Table 4.1: The criteria that the prototype fulfills

Moreover, in this version, all the computations are performed when the data sink task is deployed, in order to change the granularity of the execution. However, this approach is not suitable for distributed execution, during which it should be possible to split the computational tasks among different Task Manager nodes, equipped with various hardware resources.

## 4.5 Summary

This chapter introduced the main challenges in accelerating Big Data applications with heterogeneous devices. Section 4.1 presented TornadoVM, which is the framework that is used in this work to enable heterogeneous execution of Big Data applications. Section 4.2 identified the main challenges in developing a heterogeneous Big Data platform. As it was discussed in this section, the obstacles to overcome are independent of the platforms of choice. Then, Section 4.3 presented a naive approach of integrating Flink with TornadoVM. This development had mostly educational purposes, as it verified that the connection of the two frameworks is feasible and that the challenges identified were correct. Finally, Section 4.4 highlighted the limitations of the presented integration and illuminated the main challenges for developing the vision platform. In the next chapter a set of novel techniques that were used to dynamically offload and accelerate existing Big Data applications without any user intervention are presented.

## Chapter 5

# Seamless Heterogeneous Execution on Big Data Frameworks

This chapter proposes a set of techniques to enable the transparent execution of Big Data applications on heterogeneous hardware accelerators, i.e., CPUs, GPUs and FP-GAs. The methodology that was followed will be presented in the context of Flink and TornadoVM, however, with slight modifications, it could be applied to other Big Data frameworks and heterogeneous compilers as well.

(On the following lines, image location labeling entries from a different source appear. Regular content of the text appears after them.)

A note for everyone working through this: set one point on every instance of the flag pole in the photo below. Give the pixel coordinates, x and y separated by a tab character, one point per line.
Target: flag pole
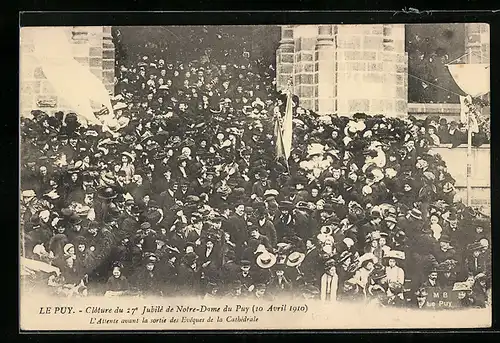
469	148
288	98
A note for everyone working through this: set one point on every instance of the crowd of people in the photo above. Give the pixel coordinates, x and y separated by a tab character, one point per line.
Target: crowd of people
184	196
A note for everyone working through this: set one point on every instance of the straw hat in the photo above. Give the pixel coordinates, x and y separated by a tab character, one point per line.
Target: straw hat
295	258
266	260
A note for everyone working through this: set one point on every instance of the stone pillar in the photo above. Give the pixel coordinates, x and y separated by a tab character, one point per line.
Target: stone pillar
356	68
305	37
285	57
89	47
108	59
371	70
325	61
477	40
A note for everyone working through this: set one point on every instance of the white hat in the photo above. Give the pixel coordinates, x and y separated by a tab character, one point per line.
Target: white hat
67	247
271	192
28	193
295	258
348	241
396	254
39	249
260	249
119	106
266	260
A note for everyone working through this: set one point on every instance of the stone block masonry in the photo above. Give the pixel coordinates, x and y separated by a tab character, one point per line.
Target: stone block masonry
92	46
345	69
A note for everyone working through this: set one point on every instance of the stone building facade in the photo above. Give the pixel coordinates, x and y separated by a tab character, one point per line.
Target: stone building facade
92	46
345	69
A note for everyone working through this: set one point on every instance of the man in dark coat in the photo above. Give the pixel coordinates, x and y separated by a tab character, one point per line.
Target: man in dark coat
189	275
100	243
266	227
312	264
285	223
147	280
237	228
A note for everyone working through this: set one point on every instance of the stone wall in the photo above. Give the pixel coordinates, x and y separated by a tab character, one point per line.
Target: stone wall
92	46
345	68
456	160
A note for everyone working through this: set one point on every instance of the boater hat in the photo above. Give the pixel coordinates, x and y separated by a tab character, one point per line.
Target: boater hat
294	259
266	260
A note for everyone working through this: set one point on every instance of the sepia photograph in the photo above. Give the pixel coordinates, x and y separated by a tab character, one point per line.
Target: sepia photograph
255	177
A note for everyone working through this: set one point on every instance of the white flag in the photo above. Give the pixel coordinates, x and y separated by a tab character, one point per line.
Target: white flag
72	81
287	126
473	79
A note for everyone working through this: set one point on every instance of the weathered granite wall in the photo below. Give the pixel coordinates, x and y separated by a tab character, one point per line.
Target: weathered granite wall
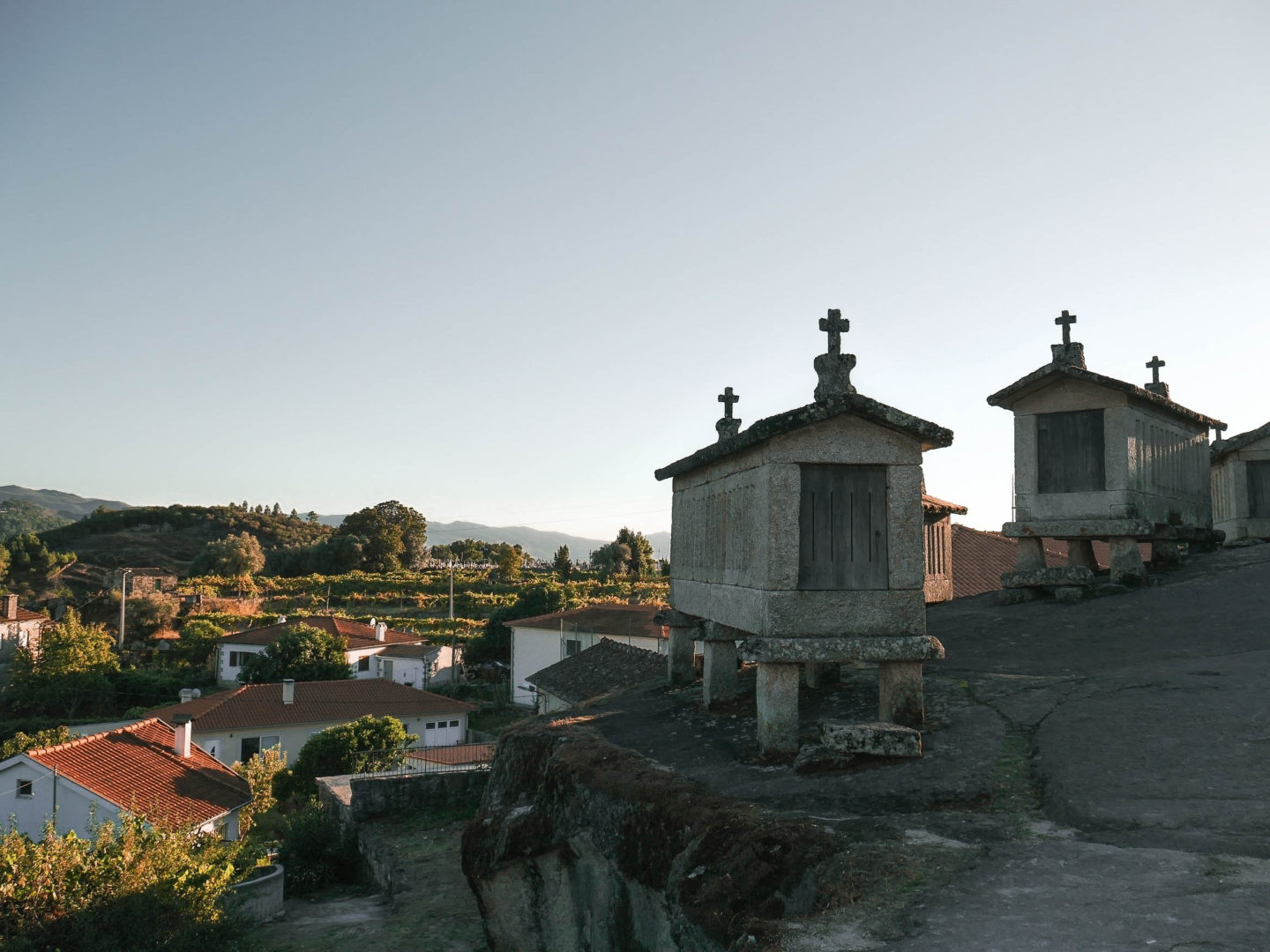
580	844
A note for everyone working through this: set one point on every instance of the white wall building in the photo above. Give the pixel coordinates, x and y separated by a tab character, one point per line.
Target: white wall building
542	640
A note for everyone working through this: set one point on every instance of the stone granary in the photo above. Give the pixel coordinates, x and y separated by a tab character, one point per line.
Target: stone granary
1099	458
802	537
938	541
1241	485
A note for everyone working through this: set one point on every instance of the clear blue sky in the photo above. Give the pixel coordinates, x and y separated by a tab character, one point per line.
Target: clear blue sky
497	260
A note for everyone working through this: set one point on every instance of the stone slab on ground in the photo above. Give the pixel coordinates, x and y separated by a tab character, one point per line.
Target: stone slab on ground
1068	896
875	739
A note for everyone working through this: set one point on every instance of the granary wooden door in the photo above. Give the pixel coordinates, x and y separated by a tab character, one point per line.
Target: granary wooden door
1259	489
1070	452
842	528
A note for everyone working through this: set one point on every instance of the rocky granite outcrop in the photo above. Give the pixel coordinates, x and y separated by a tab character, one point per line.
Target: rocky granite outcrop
580	844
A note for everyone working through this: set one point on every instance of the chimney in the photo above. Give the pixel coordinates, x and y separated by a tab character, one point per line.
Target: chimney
181	734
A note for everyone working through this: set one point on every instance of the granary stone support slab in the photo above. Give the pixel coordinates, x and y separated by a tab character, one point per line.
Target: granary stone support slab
915	648
719	672
900	693
776	701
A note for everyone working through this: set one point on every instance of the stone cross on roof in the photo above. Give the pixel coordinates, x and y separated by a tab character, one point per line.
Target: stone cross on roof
1067	320
836	325
1156	387
728	426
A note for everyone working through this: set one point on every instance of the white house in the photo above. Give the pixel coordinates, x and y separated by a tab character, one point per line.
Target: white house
235	725
542	640
149	770
19	628
363	643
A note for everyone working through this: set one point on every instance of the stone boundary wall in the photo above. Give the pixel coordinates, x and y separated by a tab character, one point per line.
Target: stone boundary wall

In the platform presented in this chapter, the challenges discussed in Section 4.2 are addressed using three modules. First of all, regarding the API incompatibilities between Flink and TornadoVM, a *code morphing module* is introduced, which is responsible for transforming the Flink UDF into a TornadoVM-compatible function. Secondly, to change the granularity of execution, the data is extracted in bulk from the Flink serialization buffers by a *data morphing module*. This module is also responsible for performing the essential transformations on the data to turn it into a format that is compatible with hardware accelerators. Finally, a *code generation module* is responsible for dynamically JIT-compiling the user code for heterogeneous devices.

The proposed platform, containing the aforementioned modules, is presented in Figure 5.1. Each extension is marked with a number, that indicates the order in which it is invoked during heterogeneous execution as well as a label that states the section in which it will be described. Specifically, Section 5.1 introduces the code morphing module, which receives as input the Flink user function and transforms it into a TornadoVM-compatible function. Section 5.2 presents how the data morphing module extracts the input data from the serialization buffers and manipulates it to turn it into a format compatible for heterogeneous accelerators. Section 5.3 presents the dynamic

#### 5.1. CODE MORPHING



Figure 5.1: Proposed Heterogeneous Big Data Framework.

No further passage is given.